Variable view of regression analysis

Fig. 7.
figure 7

Source Researcher

Data view of regression analysis

The null hypothesis in the regression test indicates that the risk factor significance of both the literature citations and the survey feedbacks are consistent and that the slope coefficients in the model are the same across both variables. In order to prove or reject the null hypothesis, we must look at the chi-square significance value of the regression analysis (if chi-square significance is greater than 0.05 then the null hypothesis is valid). The chi-square sig. value in both the Goodness-of-Fit test and the Test of Parallel Lines is greater than 0.05, this means that we can approve the suggested null hypothesis and therefore the significance of the BIM risk factors is consistent with the achieved significance from the survey results.

4 Conclusion

In reviewing what has been discussed in this paper, the main aim of the study was to present the subject of the Building Information Modelling (BIM) technology and its primary improvements to the project delivery process in the AEC industry. It investigated the major organizational challenges in the BIM implementation process such as risks of international strategies concerning the execution of BIM, liability and stakeholder risks, process, culture and change, system specifications impacting organizational processes and finally human, physical and informational resources involved in the BIM process. After that, the operational risks of BIM were summarized and ordered based on their citation by different researchers, then a conceptual model on how to prevent those risks was given on four levels: strategic, market/stakeholder, organizational and project team levels. The framework incorporated risk mitigation strategies that were suggested by authors or implemented in different locations, some of those strategies included increasing global awareness of the benefits of BIM, public/private partnerships, creating more BIM specific contracts and execution plans to reduce model ownership issues, detailed project lifecycle cost assessments of BIM projects and staff training on added BIM aspects (cost and project scheduling).
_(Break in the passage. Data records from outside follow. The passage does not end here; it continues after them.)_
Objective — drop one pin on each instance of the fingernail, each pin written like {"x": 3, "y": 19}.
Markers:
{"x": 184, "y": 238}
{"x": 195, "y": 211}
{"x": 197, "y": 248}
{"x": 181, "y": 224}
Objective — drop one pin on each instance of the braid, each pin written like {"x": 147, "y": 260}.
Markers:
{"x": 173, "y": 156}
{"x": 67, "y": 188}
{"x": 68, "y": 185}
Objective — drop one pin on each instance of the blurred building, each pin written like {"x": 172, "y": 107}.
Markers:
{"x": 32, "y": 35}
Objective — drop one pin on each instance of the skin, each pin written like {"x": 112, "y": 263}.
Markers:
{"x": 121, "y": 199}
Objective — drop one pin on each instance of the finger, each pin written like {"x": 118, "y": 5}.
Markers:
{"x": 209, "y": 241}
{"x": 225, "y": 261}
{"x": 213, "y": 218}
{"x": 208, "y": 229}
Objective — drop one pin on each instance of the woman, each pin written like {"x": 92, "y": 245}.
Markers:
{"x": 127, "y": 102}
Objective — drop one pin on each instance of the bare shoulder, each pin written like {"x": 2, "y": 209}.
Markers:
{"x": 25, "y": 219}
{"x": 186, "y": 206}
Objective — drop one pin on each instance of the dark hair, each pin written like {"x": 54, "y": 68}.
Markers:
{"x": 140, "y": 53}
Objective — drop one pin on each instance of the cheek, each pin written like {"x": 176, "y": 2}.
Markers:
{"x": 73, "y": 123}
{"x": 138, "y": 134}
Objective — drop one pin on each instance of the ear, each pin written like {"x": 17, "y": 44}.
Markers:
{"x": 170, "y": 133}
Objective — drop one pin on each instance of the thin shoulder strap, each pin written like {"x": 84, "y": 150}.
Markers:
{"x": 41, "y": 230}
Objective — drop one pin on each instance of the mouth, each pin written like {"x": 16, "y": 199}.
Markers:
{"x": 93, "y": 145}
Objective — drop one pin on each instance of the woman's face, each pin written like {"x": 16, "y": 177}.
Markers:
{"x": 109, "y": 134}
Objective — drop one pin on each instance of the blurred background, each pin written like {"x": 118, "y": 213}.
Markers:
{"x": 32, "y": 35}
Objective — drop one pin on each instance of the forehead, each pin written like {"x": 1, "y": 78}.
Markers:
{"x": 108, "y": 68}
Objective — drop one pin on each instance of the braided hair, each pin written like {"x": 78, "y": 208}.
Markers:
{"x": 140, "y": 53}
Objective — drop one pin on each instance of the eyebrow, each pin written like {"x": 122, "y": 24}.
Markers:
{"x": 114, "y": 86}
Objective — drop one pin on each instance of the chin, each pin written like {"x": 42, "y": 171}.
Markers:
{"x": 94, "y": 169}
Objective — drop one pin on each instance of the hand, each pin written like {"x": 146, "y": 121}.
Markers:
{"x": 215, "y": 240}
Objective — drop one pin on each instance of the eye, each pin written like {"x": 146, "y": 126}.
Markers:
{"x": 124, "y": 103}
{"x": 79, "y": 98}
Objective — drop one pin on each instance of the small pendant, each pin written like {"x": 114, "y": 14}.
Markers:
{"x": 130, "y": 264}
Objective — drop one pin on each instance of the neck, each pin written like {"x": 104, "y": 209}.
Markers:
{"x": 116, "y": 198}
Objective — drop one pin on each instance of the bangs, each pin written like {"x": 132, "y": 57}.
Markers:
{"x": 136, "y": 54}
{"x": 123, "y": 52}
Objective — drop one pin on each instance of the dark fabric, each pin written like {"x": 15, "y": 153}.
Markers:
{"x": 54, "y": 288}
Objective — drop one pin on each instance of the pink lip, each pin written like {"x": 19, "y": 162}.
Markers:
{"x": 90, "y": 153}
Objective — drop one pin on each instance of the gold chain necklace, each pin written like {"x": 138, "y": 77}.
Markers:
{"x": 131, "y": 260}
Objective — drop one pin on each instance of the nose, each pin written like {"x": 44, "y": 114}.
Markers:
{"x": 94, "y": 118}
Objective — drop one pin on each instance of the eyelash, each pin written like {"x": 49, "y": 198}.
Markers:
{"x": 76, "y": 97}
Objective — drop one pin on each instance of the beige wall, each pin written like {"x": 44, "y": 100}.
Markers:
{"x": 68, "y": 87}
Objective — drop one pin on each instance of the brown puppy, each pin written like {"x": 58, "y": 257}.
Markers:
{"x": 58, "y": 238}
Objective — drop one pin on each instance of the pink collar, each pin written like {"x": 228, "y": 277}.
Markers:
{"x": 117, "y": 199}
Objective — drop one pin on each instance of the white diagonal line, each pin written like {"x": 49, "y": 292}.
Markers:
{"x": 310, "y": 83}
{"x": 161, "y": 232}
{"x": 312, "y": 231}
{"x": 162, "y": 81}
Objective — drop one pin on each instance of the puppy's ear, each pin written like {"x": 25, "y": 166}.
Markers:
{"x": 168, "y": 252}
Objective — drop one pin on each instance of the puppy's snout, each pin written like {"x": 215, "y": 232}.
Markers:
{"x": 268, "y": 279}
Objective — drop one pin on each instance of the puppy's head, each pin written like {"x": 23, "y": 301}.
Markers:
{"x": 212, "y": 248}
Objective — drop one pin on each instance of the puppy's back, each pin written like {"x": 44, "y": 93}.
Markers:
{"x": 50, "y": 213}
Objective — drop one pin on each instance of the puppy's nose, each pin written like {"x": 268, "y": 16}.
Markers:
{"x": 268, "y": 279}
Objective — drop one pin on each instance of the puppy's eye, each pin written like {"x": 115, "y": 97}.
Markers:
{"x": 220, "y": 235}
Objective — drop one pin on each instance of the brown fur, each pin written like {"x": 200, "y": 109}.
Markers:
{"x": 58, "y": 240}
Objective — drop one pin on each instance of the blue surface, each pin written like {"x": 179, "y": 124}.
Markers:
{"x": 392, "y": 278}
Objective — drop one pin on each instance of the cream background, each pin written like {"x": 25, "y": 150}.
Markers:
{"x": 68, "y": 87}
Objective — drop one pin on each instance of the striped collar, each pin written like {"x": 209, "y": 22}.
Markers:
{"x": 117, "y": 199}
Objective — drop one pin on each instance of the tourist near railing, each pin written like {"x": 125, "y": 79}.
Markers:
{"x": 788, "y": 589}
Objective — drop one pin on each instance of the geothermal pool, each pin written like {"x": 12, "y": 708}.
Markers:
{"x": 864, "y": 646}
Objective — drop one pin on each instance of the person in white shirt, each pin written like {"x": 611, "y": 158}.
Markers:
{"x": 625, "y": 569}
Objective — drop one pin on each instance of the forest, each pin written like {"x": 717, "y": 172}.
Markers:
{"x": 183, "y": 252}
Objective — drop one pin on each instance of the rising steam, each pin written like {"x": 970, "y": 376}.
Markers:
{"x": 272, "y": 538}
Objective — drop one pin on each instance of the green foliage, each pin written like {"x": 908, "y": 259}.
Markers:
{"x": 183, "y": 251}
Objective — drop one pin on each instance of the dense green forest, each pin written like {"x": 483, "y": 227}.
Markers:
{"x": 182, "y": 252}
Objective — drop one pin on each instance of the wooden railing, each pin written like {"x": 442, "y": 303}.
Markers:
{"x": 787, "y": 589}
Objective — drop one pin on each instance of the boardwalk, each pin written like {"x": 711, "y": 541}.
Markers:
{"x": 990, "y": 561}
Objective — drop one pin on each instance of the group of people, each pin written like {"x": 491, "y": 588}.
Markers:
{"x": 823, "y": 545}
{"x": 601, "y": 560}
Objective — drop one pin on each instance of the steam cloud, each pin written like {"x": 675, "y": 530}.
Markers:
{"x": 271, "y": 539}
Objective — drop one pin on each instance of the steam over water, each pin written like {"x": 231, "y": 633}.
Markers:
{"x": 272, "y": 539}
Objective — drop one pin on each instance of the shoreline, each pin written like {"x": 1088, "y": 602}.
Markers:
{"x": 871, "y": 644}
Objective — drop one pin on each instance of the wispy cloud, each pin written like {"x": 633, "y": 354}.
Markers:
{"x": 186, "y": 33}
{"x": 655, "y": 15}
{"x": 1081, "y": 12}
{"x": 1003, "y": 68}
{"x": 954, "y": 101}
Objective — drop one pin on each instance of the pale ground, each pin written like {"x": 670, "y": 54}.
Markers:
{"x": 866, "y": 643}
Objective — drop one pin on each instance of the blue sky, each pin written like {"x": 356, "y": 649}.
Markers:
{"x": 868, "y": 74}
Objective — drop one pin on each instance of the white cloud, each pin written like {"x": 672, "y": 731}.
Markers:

The final part of this paper was a quantitative analysis of the findings in the literature where the feedbacks of industry professional on the proposed risks and their prevention approaches were examined. The top 3 important risks of BIM according to the survey were “Cultural change resistance”, “Unawareness of BIM benefits” and “Difficulty of BIM adoption in small firms due to investment costs” while the top 3 important mitigation strategies were “Mandating BIM programs in university curriculums”, “Create incentives for staff to learn BIM” and “Dedicating company profits and marketing schemes for BIM training/recruiting costs”.

The survey results were furthered studied by examining the standard deviation and reliability to determine the internal consistency of the results, no factors were eliminated as a result of the reliability test and then a factor analysis was conducted to find internal relationships between the factors where the grouping was similar to the initial grouping of the risks (Strategic, Contractual, Managerial, Resources). After that a correlation test helped further in finding other internal relations and finally regression analysis was used by studying the significance of the risks in the survey against their theoretical significance from the literature, the results approve the null hypothesis that suggest the consistency of the survey results with the literature review.